After every huge painting (see “Trains/Dragons”) I promise myself I’ll never sink so much time into a painting again. Usually, my huge paintings end up being weirder and more experimental than my little ones.
This painting is both weirder and more ambitious, in at least content, than most of the rest of my work. It’s both a social/theological statement as well as a glorified “Where’s Waldo” of the rest of my show. Can you find King Fear? How about knotweed? Or bee balm? A knight on a horse? A jumbly, overgrown mess of a car? All I need is an astronaut and I’ve recreated my whole lexicon.
I wrote this a couple weeks ago, and I honestly considered putting an astronaut in there. Hard to justify.
This painting is a lot though. It’s pushes forward the concepts from “The Empty Church” and some of the autobiographical symbolic stuff I was working on. I think it inherits from “Starbucks Astronaut” just as much as it does from “Angels Over Taco Bell”.
Some things to pick out about this painting. First, its’ five feet high and four feet wide. Second, the shape and structure of the painting echoes the structure of the church at the bottom middle. This is partly a result of me wanting to have a triangle structure at the top, but is also reflective of the Genesis creation vision of the universe being a temple for God.
Also, Jesus’ eyes are about 15 tiny pieces of glass each. I wanted to call that out- it was a two hour process and I want people to know that I’m stubborn I guess.
I wanted to make this painting as a validation of the area. I’ve been thinking about two huge concepts that interlock. The first is Utopianism vs. Christian apocalypse. The second is material/spiritual warfare.
The Christian Apocalypse:
I think that this concept is of imminent importance. When I hear people reference the Apocalypse in Christian circles, it’s either in a sort of numerology, fortune telling way or in a confused, frustrated way. Revelation is a warehouse of bizarre Christian concepts, a book that I don’t want to pretend I can fully explain.
If one believes, though, that the Bible is for all people in all times and that “not even the son knows the hour”, then it seems to me that Revelation should be helpful, normal part of Christian discourse. One thing I think it can do, in the hear and now, is provide a framework that allows for hope without demanding utopia.
Utopianism has in the past led to despair. Human effort can change many things except, frustratingly, the disappointing qualities of human nature. In the recent past, people believed that the internet would fix society. Remember when people thought the internet would be an unqualified good? The thought was that it would democratize and connect, speeding up technocratic fixes to our society. We did get some of that, but we also got new, faster versions of the same human mess. How do you push for things to be better while acknowledging the intrinsic nature of human self interest and sabotage? What if things don’t turn into the utopia you’ve envisioned but get lost in a quagmire of new, intractable problems?
The best thing about a Christian Apocalypse is that it empowers the process of seeking good without expecting humans to become something else entirely. The Jesus who appears with flaming eyes in Revelation is the same one who admonished during the sermon on the mount to walk the extra mile. There is both a mandate to improve as well as second coming- the effort, while important, is not expected to fix things on its own. The process is the goal for the Christian- it’s God who fixes the world.
Material/Spiritual Warfare
This will be shorter- I think one thing that is frustrating about people who talk about “spiritual warfare” is that it’s often abstracted from the material world. When I’ve heard people talk about the concept of “powers and principalities” in scripture, though, they’ve always been tied to places, real life concepts (like wealth and greed), political positions, or people.
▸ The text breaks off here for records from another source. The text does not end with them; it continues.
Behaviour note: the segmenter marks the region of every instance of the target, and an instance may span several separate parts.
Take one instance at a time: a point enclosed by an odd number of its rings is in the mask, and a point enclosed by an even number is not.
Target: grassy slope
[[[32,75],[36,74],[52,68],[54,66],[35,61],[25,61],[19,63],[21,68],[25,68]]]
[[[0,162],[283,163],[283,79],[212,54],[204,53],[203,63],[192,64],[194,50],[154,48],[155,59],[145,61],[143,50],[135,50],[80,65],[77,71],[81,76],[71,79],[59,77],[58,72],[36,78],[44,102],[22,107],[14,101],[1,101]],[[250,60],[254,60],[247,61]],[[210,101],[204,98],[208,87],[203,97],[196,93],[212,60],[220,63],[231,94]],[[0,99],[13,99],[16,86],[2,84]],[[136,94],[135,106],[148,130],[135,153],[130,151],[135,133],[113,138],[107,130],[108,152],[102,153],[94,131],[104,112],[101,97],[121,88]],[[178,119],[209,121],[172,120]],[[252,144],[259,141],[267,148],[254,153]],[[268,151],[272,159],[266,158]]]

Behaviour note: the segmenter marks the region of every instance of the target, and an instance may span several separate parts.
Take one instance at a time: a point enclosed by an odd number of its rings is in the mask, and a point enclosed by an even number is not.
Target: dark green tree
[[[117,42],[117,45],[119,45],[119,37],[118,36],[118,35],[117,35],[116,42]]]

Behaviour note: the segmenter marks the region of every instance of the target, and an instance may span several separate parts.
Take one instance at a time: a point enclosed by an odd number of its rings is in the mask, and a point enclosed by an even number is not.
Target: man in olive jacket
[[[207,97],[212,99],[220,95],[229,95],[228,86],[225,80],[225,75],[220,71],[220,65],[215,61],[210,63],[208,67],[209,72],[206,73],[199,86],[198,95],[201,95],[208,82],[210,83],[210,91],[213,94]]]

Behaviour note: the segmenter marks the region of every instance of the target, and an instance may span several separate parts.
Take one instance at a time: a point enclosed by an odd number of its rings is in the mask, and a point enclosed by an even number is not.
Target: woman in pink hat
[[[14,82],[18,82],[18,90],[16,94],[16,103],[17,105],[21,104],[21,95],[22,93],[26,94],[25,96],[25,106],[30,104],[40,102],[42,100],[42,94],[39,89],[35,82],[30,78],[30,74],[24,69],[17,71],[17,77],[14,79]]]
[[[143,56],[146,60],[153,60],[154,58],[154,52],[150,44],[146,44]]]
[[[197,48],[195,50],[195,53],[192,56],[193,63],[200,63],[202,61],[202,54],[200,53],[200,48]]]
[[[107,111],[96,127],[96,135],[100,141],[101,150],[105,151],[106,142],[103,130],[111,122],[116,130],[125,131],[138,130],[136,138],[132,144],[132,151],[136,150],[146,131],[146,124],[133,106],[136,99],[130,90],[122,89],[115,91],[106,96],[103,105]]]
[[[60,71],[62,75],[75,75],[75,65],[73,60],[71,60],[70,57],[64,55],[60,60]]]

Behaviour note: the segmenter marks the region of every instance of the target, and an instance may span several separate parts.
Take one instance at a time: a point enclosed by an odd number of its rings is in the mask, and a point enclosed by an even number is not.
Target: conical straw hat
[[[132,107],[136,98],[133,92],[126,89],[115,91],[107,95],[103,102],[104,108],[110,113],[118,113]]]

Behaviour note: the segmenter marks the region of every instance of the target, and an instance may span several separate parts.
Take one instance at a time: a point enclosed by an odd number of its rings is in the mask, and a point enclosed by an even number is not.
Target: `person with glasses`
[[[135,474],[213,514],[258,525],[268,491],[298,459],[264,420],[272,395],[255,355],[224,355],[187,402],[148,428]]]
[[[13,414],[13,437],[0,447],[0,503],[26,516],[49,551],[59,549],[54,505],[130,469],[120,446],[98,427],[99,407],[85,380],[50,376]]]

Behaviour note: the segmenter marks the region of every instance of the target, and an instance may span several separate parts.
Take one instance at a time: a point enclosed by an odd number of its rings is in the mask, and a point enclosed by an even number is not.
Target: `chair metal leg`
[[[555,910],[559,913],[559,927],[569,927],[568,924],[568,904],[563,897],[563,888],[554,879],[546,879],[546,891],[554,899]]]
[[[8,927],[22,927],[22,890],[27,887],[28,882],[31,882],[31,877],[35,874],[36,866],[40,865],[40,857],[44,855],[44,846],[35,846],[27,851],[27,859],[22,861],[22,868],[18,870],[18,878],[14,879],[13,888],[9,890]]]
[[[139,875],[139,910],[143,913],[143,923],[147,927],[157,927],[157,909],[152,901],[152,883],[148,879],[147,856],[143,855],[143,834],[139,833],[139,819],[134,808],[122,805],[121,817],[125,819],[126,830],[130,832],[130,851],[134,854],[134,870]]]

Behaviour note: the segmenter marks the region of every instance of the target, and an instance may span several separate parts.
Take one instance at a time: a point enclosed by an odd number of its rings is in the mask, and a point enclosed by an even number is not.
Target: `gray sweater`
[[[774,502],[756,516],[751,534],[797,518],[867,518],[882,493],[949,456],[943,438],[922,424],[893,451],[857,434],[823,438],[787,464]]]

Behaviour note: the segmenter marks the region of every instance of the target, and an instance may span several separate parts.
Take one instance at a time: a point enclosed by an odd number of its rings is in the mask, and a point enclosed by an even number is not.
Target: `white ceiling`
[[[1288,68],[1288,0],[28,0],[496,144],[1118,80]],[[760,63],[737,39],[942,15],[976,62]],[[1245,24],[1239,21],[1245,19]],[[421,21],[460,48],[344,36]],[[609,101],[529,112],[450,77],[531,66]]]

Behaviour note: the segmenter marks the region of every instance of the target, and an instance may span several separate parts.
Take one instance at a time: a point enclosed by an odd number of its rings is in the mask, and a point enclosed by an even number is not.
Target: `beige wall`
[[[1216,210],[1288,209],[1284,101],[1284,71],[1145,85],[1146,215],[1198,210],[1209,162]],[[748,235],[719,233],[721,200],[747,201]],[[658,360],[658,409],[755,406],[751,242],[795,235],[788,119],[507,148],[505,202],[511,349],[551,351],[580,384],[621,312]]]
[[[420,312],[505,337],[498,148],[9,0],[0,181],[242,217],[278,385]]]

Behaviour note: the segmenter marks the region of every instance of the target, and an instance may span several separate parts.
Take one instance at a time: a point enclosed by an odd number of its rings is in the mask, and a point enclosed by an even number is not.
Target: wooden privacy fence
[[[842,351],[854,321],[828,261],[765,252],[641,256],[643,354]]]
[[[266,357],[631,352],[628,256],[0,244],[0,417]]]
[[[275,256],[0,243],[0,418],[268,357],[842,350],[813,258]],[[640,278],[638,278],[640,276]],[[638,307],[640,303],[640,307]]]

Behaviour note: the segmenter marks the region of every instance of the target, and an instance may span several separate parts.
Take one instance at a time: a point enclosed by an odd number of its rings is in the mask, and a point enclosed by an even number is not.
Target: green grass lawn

This should be…weirdly encouraging I think.
There is an unsexyness to fighting intractable problems that can be difficult to place. Why doesn’t fighting the good fight feel more like a narrative from a movie? I think this feeling comes from a fear that an issue will die in the dark. The off-camera action of committee based anti blight measures resist even the most skeletal montage.
For me, respiritualizing the mundane is a way of having hope. Providing a dramatic context or narrative to something that is, on the surface, unexciting can uncovers the true reality of that work. And, ultimately, that’s what the apocalypse is- an unveiling.
Conclusions:
I know that for a lot of people this painting will mostly be strange. I think in my past, I wanted to see a painting like this- I would have found it encouraging from high school on to see a weird religious painting. I know that’s not where everybody’s at…but I appreciate you reading through. I’m going to follow this up with simpler portraits and landscapes, get back to the basics. In the meantime, enjoy the apocalypse.
Beautifully complicated. Well done!
Thanks…I do know how to do complicated
It’s amazing. I love so much of what you said here also.